Thomas Nagel is a brilliant atheist. I have only had the pleasure of reading two of his books (The View from Nowhere and The Last Word). In addition, I recall reading only one of his essays (“Reductionism and Antireductionism” from The Limits of Reductionism in Biology), but it was a top-notch look at the philosophy of biology. While I disagree with much of what he says, he possesses a keen intellect as well as the ability to express that intellect in an enjoyable way.

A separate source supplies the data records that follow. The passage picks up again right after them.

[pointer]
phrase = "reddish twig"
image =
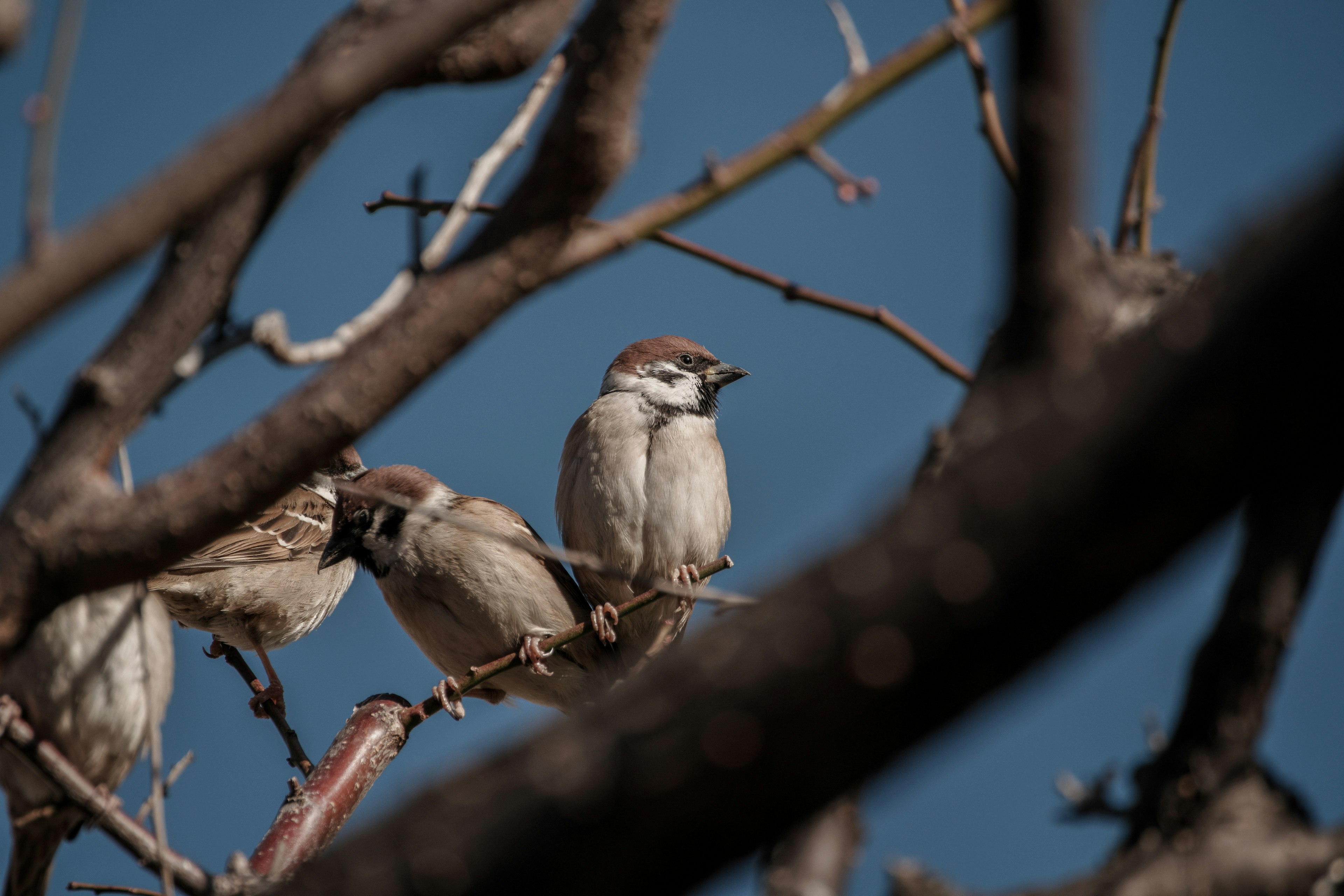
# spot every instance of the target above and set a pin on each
(315, 812)
(788, 288)
(991, 125)
(848, 187)
(298, 758)
(103, 808)
(1140, 198)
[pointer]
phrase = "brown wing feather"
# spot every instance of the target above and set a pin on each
(298, 524)
(558, 573)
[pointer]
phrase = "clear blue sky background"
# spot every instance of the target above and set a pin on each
(827, 429)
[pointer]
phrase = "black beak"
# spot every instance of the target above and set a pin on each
(723, 374)
(339, 547)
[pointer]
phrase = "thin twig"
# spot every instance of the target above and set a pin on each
(271, 331)
(103, 808)
(43, 112)
(30, 410)
(991, 125)
(788, 288)
(174, 774)
(579, 559)
(112, 888)
(156, 742)
(848, 187)
(853, 40)
(480, 675)
(1140, 199)
(298, 758)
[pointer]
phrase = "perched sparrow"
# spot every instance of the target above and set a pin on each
(92, 679)
(463, 597)
(643, 483)
(260, 586)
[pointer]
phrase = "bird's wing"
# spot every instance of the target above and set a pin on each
(515, 524)
(298, 524)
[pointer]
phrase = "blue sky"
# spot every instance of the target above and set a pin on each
(1253, 112)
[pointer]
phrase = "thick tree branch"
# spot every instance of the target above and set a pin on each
(1041, 320)
(103, 808)
(1234, 673)
(816, 858)
(536, 238)
(311, 100)
(1022, 542)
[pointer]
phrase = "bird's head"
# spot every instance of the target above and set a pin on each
(671, 373)
(370, 531)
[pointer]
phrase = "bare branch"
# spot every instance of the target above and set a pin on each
(990, 123)
(953, 594)
(1140, 199)
(30, 410)
(103, 808)
(534, 241)
(848, 187)
(174, 774)
(1042, 319)
(818, 858)
(311, 100)
(45, 113)
(1233, 676)
(195, 281)
(788, 288)
(298, 758)
(853, 41)
(271, 332)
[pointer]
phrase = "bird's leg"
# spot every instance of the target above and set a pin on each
(451, 698)
(604, 618)
(216, 649)
(275, 691)
(531, 655)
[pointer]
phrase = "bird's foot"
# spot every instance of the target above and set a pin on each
(275, 692)
(686, 574)
(531, 655)
(604, 622)
(451, 698)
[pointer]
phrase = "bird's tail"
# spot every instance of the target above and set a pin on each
(33, 851)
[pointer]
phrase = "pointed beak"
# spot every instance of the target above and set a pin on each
(723, 374)
(339, 547)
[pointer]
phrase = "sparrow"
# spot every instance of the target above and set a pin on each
(92, 679)
(260, 588)
(644, 485)
(465, 598)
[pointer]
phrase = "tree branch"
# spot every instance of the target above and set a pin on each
(311, 100)
(103, 808)
(113, 393)
(1234, 673)
(818, 856)
(46, 111)
(533, 241)
(959, 590)
(990, 123)
(1140, 199)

Not only is Nagel brilliant, he is accomplished in his field. He has received fellowships from the Guggenheim Foundation and the National Endowment for the Humanities. Like me, he has also received support from the National Science Foundation. Probably his greatest award is the International Balzan Prize, which is given to those who do outstanding work in the humanities, natural sciences, culture, and the peace process. He was given that prize for:

…his fundamental and innovative contributions to contemporary ethical theory, relating to both individual, personal choices and collective, social decisions. For the depth and coherence of his original philosophical perspective, which is centered on the essential tension between objective and subjective points of view. For the originality and fecundity of his philosophical approach to some of the most important questions in contemporary life.

Clearly Nagel is a leader in his field. However, he has gone and done the unthinkable, and it has really annoyed a lot of people – especially people who don’t like science.